When we walk down our neighborhoods, there is no way we can understand how each industry works. In fact people didn’t even need to back then in the village, but they know the person and the place for how each worked. Now, we don’t even know who built our roads, where the materials come from, and how far our water travels before entering our homes.

When things get complex, we become silo’ed in how we each contribute to the world. We stop asking questions nor caring. It is too complex to understand everything. When this happens, when growth happens, we can’t exactly be aware of it because it is too overwhelming. Growth becomes its own infinite engine.

Now, the argument of the environmental turned regenerative movement is that there is a consciousness emerging that is asking where their items and food are coming from, and how did our world get so complex so quickly.
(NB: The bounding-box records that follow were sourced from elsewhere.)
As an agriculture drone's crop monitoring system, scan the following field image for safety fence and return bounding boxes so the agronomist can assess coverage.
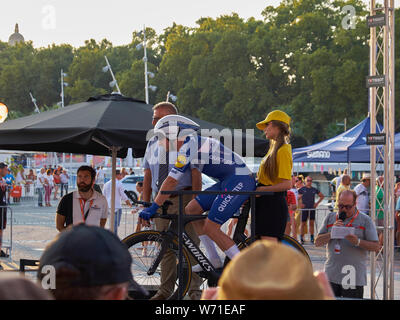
[0,206,13,260]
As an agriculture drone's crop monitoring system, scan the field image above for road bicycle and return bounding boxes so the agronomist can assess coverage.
[122,191,311,300]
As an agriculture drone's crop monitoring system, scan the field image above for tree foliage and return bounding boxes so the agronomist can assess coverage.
[0,0,400,144]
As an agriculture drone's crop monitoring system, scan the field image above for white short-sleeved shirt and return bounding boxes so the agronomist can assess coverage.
[103,180,129,210]
[57,191,108,227]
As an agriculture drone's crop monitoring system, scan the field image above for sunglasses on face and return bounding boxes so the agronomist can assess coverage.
[338,204,354,210]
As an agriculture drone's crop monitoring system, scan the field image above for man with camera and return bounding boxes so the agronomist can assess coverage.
[315,190,380,299]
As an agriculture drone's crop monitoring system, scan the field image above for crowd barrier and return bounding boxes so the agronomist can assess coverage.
[0,206,13,260]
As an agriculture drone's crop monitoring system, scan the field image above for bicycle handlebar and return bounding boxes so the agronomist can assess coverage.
[124,190,172,214]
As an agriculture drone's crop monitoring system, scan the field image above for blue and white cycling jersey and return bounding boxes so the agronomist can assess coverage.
[169,136,256,225]
[169,135,251,181]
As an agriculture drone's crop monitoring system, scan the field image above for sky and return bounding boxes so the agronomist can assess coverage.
[0,0,400,47]
[0,0,280,47]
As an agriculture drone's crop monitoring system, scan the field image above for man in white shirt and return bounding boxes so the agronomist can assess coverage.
[96,167,106,189]
[354,173,371,215]
[36,168,46,207]
[56,166,108,232]
[103,170,132,234]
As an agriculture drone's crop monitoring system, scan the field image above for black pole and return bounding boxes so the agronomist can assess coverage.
[250,195,256,243]
[178,194,183,300]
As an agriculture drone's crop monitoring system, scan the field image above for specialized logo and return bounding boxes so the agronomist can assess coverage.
[218,182,243,212]
[307,150,331,159]
[175,155,187,168]
[182,233,213,271]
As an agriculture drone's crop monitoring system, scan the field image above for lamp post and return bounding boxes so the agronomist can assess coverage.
[336,118,347,132]
[136,26,157,104]
[60,69,68,108]
[103,56,121,94]
[29,92,40,113]
[166,91,177,102]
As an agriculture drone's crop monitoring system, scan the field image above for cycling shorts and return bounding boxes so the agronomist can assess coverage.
[196,175,256,225]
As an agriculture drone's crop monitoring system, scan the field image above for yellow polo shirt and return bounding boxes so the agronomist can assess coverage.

That is fine that the regenerative movement is claiming an emergent consciousness, however, for us to be sure that our future is one where regeneration is valued and how our economies are built, we need to see if that satisfies the current trend which is: what we seek over history is the simplification of our lives - both in terms of the number of questions we need to ask, decisions we need to make, and the energy needed to carry out tasks.

If we are to change our world, we must first imagine the type of future we would like to live in. I added a recontextualization column to the table of observations to show what a regenerative world could look like in our modern world. I kept some items the same because it’s not that our technological advances are bad; it’s the extractive part which was why for most items, it was simply a matter of a carbon-free alternative. We may never know where our items come from, but perhaps the need is knowing it is contributing to a sense of earthly stewardship. If the trend is saying anything, it is saying, we want our lives to be easier.

Whether that means we desire to think less, question less, and care less, I can’t say.

Perhaps what we need first is to re-localize each aspect of our society by re-contextualizing the proposed changes in terms of the existing neighborhood environment. We would then become informed consumers, knowing that our electricity comes from the solar mini-grid on the local hill. We would consume food grown on local soils by farmers we recognize. We would use our vehicles knowing that it is clean for the environment.

It is only through our conscious desire for an alternative that we can generate the demand needed to create new industries.

So are the regenerative folks right? Is society waking up and asking more questions to the complexity they find themselves surrounded by? Have we started to question and act upon the type of world we are building everyday in our jobs? Are we demanding more meaning in our jobs?

Could humanity unite over a shared cause, a mission? Could we garner the energy of those questioning to shift a fundamental shift onto the masses? Would these changes be in line with the historical trend of wanting a simplification of life? Would new residents want to care or steward their local lands?

The state of the world can be found in the simple complexity of a neighborhood walk. When you get the chance, take a walk and let me know what you see in your neighborhood.